Last week I began an 8 week journey with 28 prisoners in Johannesburg’s maximum security facility, colloquially known as ‘Sun City Prison’. The reason it is called ‘Sun City’ has got nothing to with it bearing any resemblance to the world-known holiday resort which looks like Las Vagas. On the contrary, this prison looks like any other correctional services buildings: it’s brown, flat and soulless with lots of concrete, barbed wire around it and a few shrubs trying to breathe in an atmosphere that hangs heavily around the silence of defeat. This facility gets its name because upon arrival, visitors used to have to park their cars in the first car park and they would get bussed to the various sections. This practice has changed now but the name remains in tact. There is a tragic irony in this name that appears so synonymous with the inmates’ stories.
Why would I go and spend my Monday mornings here for 8 weeks you may ask? I was asked by a friend if I would like to help her work for the department of correctional services to train the prisoners on self-esteem. She has been running this programme inside Sun City prison for 17 years now and the programme has been so successful that prisoners now have to participate in this programme in order to be eligible for parole. I have always been fascinated by what it would be like to be incarcerated and I am interested in self-esteem (anything to do with personal development), so it seemed an optimal opportunity for me.
I really was not sure what to expect.

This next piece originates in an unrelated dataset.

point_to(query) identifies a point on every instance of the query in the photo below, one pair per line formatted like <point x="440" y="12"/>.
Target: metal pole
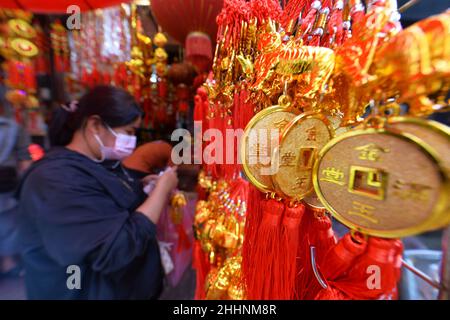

I was nervous arriving at the prison. The first thing that struck me was how huge it is. 15 000 people live there. We parked outside one of the male sections. At the first gate you have to explain where you are going and what you are doing. Once inside you have to fill out all sorts of information asked of you by a very unfriendly prison warden. The thing that hit me first was the pungent smell of Jayes fluid. You then go through a series of ‘heks’ (gates) when the wardens condescend to open the gate for you. They pat down and check your bags (mine only had pencils and manuals for the training in it and no cell phones are allowed in) all in silence. All was well until I heard the last hek slamming shut behind me and I was inside the ‘spiral’. The ‘spiral’ is just that- a central quadruple column-like monolith from which the sections run.
The stark contrast from the silent outside to the staggeringly noisy spiral was profound and somewhat disconcerting. Without warning I was thrust into the middle of chaos behind bars. Around me were five or six sections all with grown men in orange uniforms shouting, talking, shaking the iron bars, wolf whistling at me, banging, laughing, glaring, watching, grinning in every direction.
I soon became nauseous. Somebody asked me what I would find hardest about being in prison and immediately my answer was the smell. The mixture of Jayes fluid and the odour of too many human bodies in a confined, airless space was overwhelming. Having said that, the prison was surprisingly neat and clean. I was taken down into the bowels of the prison where we would conduct our workshop.
The prisoners were remarkably disciplined and participatory. They were also articulate, insightful, honest and eager to know more. As I drove away I found it difficult to reconcile their daily lives with their willingness to grow with self-esteem. Granted the programme is voluntary and I am sure they all have their own individualised reasons for wanting to be part of it. I am curious to know how they do this. Perhaps that is what I will find out over the coming weeks.